On Sun, Oct 9, 2011 at 7:00 PM, Emmanuel Lecharny <elecharny@apache.org> wrote:
>
>
> On Sat, Oct 8, 2011 at 2:52 PM, Stefan Seelmann <seelmann@apache.org> wrote:
>>
>> Hi Emmanuel,
>>
>> On Sat, Oct 8, 2011 at 8:27 AM, Emmanuel Lecharny <elecharny@gmail.com>
>> wrote:
>> > Hi guys,
>> >
>> > Stefan started to modify the code to get rid of the oneLevel and
>> > subLevel
>> > index, which are more or less useless as we already have the hierarchy
>> > stored into the rdn index.
>> >
>> > However, this rdn index is not good enough as is to be use as a
>> > replacement
>> > for the two other indexes. Its structure forbid us to easily retrieve
>> > the
>> > children from a known entry.
>> >
>> > The current RDN index structure is :
>> > <parentId, RDN> -> Entry ID
>> >
>> > The key is a tuple containing the parent ID to be able to rebuild the
>> > DN.
>> >
>> > The reverse index is :
>> > Entry ID -> <parentId, RDN>
>> >
>> > We don't have duplicated values.
>> >
>> > Now, when we have an entry ID, there is no simple way to get the list of
>> > all
>> > the children for this entry.
>> >
>> > We will have to add a third index to deal with such searches :
>> > ParentId -> <entryId, ....>
>> >
>> > which will list all the children of a specific entry.
>> >
>> > I'm going to investigate around this idea i the next few days.
>> >
>> > Thoughts ?
>>
>> Do we really need the additional index? My idea was to avoid this
>> additional index. Therefor I introduced a new cursor, the
>> RdnIndexTreeCursor [1] together with a RdnIndexHelper [2].
>>
>> Let's take the following example DIT:
>>
>> dc=example,dc=com (1)
>> * ou=people (3)
>> ** uid=elecharny (4)
>> ** uid=seelmann (6)
>> * ou=groups (2)
>> ** ou=directory (5)
>> ** ou=mina (7)
>>
>> The corresponding RDN index looks like this:
>>
>> <parentId, RDN> -> <entryId>
>> 0,dc=example,dc=com -> 1
>> 1,ou=groups -> 2
>> 1,ou=people -> 3
>> 2,ou=directory -> 5
>> 2,ou=mina -> 7
>> 3,uid=elecharny -> 4
>> 3,uid=seelmann -> 6
>>
>> One-level traversal works as follows: the RdnIndexTreeCursor is
>> initialzed with the parentId (say 2 for ou=groups). To be able to
>> limit the cursor's range a start element and a stop element are
>> created. Both are ParentIdAndRdn objects with the same parentId (in
>> our example 2). The start element's RDN is null. The stop elements's
>> RDN is a special RDN zzz=zzz. Those ements are used to position the
>> cursor with first()/beforeFirst()/last()/afterLast(). The next() and
>> previous() methods check that the range isn't exceeded.
>
>
> Do you mean that thos elements are created and injected in the RDN index for
> each entry having children ?
No, they are just used just used to position the cursor.

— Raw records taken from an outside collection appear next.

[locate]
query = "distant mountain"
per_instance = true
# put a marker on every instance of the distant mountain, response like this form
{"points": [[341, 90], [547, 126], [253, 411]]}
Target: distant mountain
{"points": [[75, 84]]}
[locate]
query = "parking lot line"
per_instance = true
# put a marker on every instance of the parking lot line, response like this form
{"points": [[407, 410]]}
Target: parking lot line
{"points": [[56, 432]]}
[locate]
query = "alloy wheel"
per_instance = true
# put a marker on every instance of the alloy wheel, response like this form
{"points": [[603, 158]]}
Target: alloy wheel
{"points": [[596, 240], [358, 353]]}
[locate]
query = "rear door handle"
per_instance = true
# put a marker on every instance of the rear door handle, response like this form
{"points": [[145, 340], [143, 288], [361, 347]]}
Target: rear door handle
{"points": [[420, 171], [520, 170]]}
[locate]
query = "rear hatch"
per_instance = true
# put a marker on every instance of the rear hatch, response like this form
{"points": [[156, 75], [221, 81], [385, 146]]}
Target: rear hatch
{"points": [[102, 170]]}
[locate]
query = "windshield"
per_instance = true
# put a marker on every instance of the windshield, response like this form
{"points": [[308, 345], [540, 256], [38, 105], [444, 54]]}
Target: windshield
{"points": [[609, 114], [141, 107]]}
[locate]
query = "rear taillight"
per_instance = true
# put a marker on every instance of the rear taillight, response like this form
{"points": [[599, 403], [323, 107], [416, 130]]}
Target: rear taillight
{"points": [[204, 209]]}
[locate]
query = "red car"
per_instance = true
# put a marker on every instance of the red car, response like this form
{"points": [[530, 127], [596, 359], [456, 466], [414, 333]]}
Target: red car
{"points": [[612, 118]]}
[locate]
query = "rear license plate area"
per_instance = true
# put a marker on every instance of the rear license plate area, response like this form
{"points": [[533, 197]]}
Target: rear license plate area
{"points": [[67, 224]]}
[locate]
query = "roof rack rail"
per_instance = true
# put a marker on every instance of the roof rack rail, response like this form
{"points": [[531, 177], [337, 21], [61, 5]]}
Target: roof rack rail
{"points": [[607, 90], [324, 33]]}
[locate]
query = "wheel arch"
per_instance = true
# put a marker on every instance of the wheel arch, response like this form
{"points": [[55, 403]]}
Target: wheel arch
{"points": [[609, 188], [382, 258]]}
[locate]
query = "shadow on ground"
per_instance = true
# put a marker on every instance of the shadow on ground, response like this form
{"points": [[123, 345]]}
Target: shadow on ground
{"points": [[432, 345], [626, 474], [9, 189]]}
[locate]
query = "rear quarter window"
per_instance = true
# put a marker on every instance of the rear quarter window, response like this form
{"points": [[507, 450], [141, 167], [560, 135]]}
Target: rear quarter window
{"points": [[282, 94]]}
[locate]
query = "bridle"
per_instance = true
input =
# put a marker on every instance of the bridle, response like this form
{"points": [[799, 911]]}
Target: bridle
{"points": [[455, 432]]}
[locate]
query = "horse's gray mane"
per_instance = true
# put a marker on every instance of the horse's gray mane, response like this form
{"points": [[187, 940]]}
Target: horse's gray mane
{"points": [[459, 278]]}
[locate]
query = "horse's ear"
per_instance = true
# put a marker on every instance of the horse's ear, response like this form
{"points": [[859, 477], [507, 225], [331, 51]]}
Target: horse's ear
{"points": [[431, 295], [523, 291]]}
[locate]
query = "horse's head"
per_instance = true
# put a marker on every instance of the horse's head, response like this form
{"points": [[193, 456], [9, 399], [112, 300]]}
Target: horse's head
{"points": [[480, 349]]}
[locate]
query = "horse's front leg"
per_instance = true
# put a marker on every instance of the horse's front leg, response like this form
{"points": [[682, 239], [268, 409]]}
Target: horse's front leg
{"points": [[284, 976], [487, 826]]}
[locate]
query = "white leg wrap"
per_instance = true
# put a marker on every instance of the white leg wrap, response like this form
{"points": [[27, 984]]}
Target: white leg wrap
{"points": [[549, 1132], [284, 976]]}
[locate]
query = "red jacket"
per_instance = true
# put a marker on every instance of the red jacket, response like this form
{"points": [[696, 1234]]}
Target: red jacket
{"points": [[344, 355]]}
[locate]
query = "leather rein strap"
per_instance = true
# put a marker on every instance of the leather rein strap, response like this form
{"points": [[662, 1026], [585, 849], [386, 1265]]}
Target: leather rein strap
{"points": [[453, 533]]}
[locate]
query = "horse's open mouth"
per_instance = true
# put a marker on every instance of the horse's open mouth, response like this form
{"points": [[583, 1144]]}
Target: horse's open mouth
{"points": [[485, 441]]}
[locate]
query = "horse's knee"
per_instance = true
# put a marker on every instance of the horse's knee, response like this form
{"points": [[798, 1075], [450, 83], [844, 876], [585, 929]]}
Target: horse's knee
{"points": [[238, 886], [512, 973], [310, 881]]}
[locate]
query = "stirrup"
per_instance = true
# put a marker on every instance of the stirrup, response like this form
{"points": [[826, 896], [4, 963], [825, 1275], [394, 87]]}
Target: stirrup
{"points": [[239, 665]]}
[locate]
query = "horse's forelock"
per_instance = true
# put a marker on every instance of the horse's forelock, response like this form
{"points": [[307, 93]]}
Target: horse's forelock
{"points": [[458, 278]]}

>> Sub-Level traversal is a bit more complex but still straight-forward.
>> As the search base is included in the search results the base
>> ParentIdAndRdn object is used as start and stop element (say
>> <1,ou=groups>). Depth-first traversal is used and a stack of cursors
>> is maintained. When advancing the cursor it checks if the current
>> entry has children, if that's the case a sub-cursor with a limited
>> range (like the one-level) is opened and put to the stack.
>>
>> The RdnIndexTreeCursor is used by OneLevelScopeCursor and SubScopeCursor.
>>
>> The OneLevelScopeEvaluator and SubScopeEvaluator use the
>> RdnIndexHelper, especially the methods isDirectDescendantOf(ID
>> ancestorId, ID descendantId) and isDescendantOf(ID ancestorId, ID
>> descendantId). They just do reverse lookups from the descendantId,
>> till the ancestor is found. It is possible to cache those lookups for
>> branch entries so that only one lookup is required.
>>
>> Finally the DefaultOptimizer uses the RdnIndexHelper to determine the
>> sub-level count. Therefor the ParentIdAndRdn now contains two
>> additional fields oneLevelCount and subLevelCount that are
>> incremented/decremented when adding/removing/moving entries to/from
>> the partition.
>>
>> Let's talk about the downside: This solution should work for flat
>> trees, but not for very deep trees. For very deep trees the
>> RdnIndexTreeCursor needs to maintain a large number of opened cursors.
>
>
> we can close the cursors when they are not used anyƶore. Doing a width first
> search, we will only create as many cursor as we need for one single level.
> This should not be overkilling.
>
>>
>> Also the caching of the isDescendantOf information would require more
>> memory for deep trees.
>>
>> Do you think that is a feasible approach?
>
>
> it should work...
>>
>> I try to update the branch tomorrow, but can't promise anything.
>
>
> ok, many thanks ! I tested the branch, there are some failing tests in
> core-integ, but had little time to investigate.
Yes, some tests are still failing. For example I observed some kind of
deadlock when recursively deleting entries in a deep nested tree.
But unfortunately I didn't manage to continue with the branch. I tried
to merge the recent changes from trunk but come conflicts occured. I
think it doesn't make sense to continue for me because due the the
high trunk activity it takes too much time to merge in the trunk
changes.
Kind Regards,
Stefan
|